Et tout cela nécessite, bien sûr, de la volonté et du temps.
Retournons, une fois de plus, au cénacle, en ce jeudi saint…
Avant que les apôtres ne s’assoient pour participer au Saint Repas, rappelez-vous combien de temps ils avaient déjà passé avec le Christ ?

Environ 3 ans !
3 ans, 36 mois, 7 jours par semaine, 24 heures sur 24…
Ç’avait été un temps à la fois d’écoute, de formation, d’épreuves, d’évènements exceptionnels vécus, où il avait fallu supporter les défauts de caractère des autres disciples, et réaliser des conversions personnelles.
Les apôtres avaient dû passer beaucoup de temps ensemble auprès de leur maître Jésus, pour devenir amis, avec Lui, et entre eux.

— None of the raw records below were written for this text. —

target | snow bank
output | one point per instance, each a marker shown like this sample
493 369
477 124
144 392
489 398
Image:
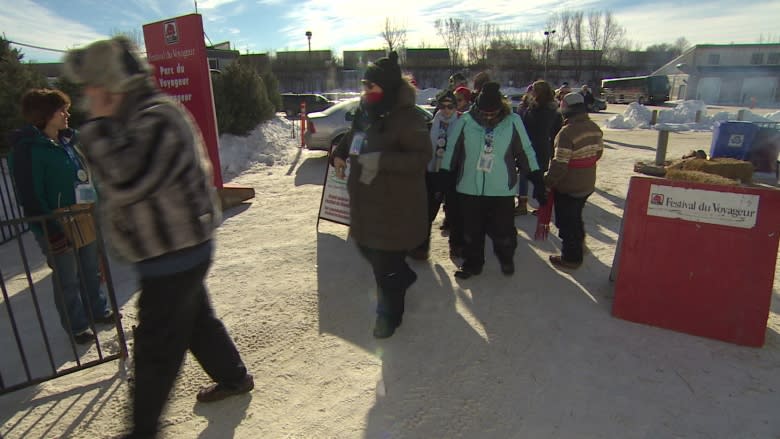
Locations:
268 144
680 118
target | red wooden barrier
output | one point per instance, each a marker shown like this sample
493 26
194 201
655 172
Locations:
698 258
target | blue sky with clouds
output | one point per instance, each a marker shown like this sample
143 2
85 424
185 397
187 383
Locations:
256 26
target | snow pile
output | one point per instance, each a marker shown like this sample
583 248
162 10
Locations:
680 118
269 143
635 116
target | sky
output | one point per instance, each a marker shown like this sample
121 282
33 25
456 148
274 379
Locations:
259 26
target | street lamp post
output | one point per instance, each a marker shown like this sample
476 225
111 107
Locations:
308 37
547 35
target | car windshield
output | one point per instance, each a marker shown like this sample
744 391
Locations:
347 105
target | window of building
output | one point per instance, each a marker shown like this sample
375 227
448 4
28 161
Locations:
714 59
757 58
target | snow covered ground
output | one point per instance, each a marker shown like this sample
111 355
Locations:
537 355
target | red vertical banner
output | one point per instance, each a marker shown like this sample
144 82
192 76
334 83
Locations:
175 48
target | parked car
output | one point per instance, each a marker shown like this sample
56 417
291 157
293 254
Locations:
598 105
291 103
325 129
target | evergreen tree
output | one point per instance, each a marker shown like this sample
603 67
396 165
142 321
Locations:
240 99
16 78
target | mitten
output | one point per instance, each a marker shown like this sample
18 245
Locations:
58 243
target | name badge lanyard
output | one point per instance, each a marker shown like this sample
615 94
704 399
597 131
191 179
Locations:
486 159
441 144
81 174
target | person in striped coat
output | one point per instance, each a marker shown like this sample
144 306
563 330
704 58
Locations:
572 177
160 209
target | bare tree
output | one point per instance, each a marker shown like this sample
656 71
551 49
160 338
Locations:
613 32
451 31
394 35
594 29
478 37
682 44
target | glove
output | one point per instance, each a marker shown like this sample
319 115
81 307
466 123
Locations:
58 243
369 166
540 195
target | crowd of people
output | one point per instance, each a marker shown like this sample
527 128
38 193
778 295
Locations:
159 210
476 162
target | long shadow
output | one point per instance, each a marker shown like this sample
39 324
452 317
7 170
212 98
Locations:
629 145
23 294
235 210
312 170
223 418
617 201
30 413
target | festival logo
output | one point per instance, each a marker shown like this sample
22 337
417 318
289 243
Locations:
171 32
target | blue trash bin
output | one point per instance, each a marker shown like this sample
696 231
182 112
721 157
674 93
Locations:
732 139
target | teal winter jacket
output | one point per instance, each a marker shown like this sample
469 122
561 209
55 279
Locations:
44 172
512 153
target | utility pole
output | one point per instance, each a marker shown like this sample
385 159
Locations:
547 35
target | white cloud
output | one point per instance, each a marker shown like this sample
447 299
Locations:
47 29
213 4
720 22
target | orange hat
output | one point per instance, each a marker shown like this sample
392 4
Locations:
463 91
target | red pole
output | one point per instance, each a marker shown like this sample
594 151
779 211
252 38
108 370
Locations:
303 122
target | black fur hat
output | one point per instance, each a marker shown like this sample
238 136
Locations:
385 72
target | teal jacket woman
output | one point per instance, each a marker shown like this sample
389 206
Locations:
488 151
46 172
511 149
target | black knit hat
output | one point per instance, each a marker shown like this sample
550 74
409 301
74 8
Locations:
385 72
446 96
490 98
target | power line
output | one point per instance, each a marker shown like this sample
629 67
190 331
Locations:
37 47
143 52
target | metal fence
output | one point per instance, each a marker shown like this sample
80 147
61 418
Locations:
34 346
9 207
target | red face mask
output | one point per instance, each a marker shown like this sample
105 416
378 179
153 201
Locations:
373 97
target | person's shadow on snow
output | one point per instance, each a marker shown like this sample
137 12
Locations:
223 417
433 369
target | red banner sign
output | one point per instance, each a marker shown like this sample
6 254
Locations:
176 49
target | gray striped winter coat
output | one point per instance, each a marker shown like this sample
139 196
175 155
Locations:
153 176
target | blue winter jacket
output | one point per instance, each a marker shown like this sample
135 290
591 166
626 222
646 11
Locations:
512 153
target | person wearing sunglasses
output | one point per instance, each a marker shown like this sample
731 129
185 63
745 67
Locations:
388 148
489 150
440 183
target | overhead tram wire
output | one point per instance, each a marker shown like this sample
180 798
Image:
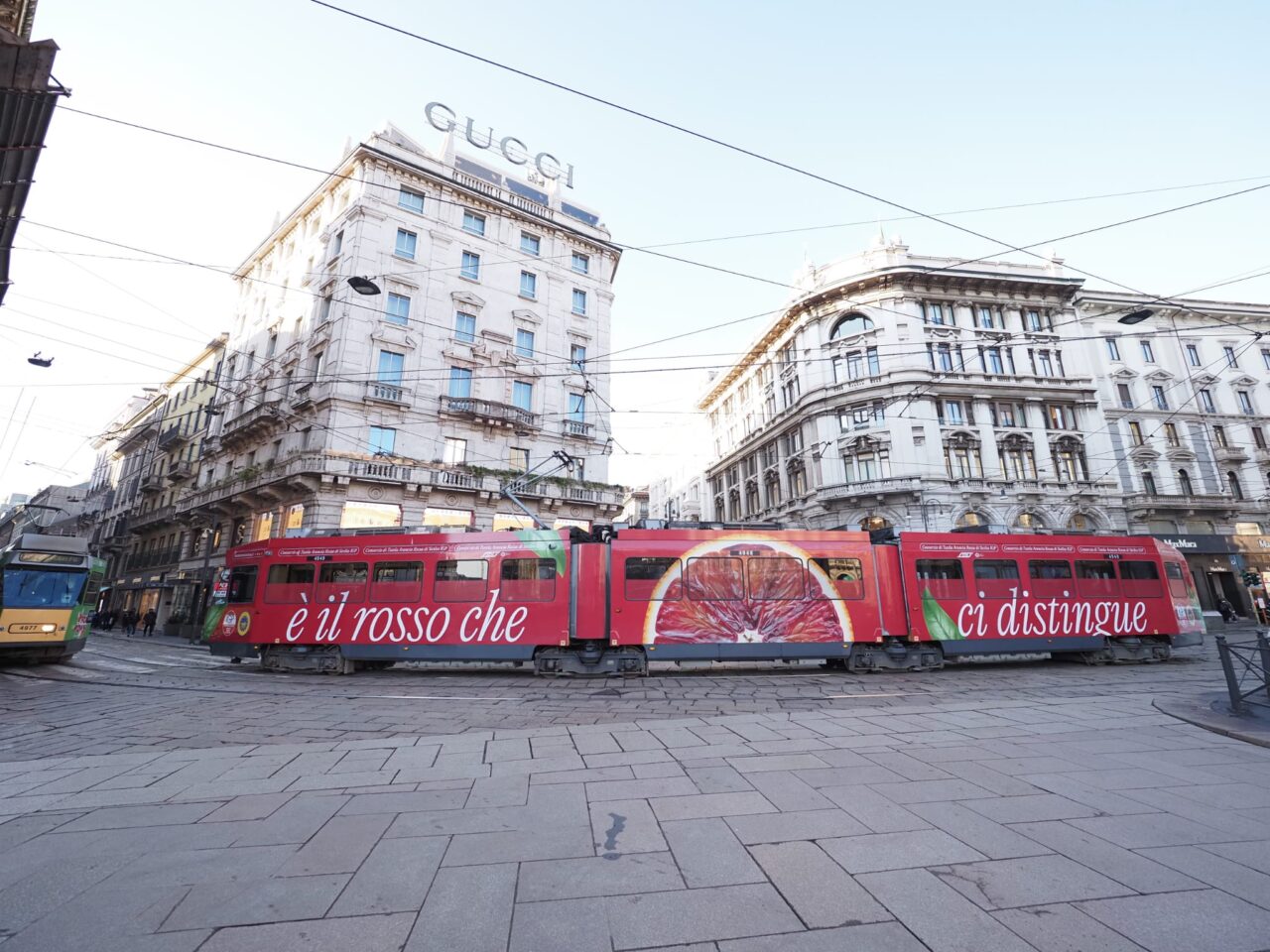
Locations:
702 136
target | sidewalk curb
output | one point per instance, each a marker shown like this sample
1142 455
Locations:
1205 716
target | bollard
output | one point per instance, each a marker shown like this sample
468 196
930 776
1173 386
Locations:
1232 682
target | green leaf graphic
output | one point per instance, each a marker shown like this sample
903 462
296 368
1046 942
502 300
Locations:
545 543
938 621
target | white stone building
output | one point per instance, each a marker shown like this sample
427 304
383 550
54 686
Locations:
472 359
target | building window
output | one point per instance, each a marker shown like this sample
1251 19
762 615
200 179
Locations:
382 440
407 244
391 365
411 200
460 382
522 395
525 343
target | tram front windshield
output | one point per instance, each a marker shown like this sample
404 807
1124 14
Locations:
41 588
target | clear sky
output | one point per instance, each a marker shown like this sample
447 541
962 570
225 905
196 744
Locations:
942 107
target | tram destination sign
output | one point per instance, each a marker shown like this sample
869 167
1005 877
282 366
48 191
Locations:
443 118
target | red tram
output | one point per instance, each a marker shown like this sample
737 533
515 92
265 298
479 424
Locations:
572 603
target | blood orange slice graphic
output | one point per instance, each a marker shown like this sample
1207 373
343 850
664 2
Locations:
784 601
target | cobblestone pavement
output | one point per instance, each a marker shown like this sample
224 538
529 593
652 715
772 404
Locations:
157 800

Ainsi, une fois rentrés au cénacle, ils réalisaient déjà que la véritable amitié est nécessaire pour que le repas avec le Seigneur ne soit pas un acte vide de sens, un culte abstrait.
Ils ont compris que la Sainte Messe engage le Christ mais qu’elle les engage aussi. Ils ont compris que la messe est un engagement… sans réserve et réciproque.
Bref, la Sainte Messe est une invitation destinée à des amis, fidèles, déterminés, soudés, généreux… jusqu’au don de soi… s’il le fallait.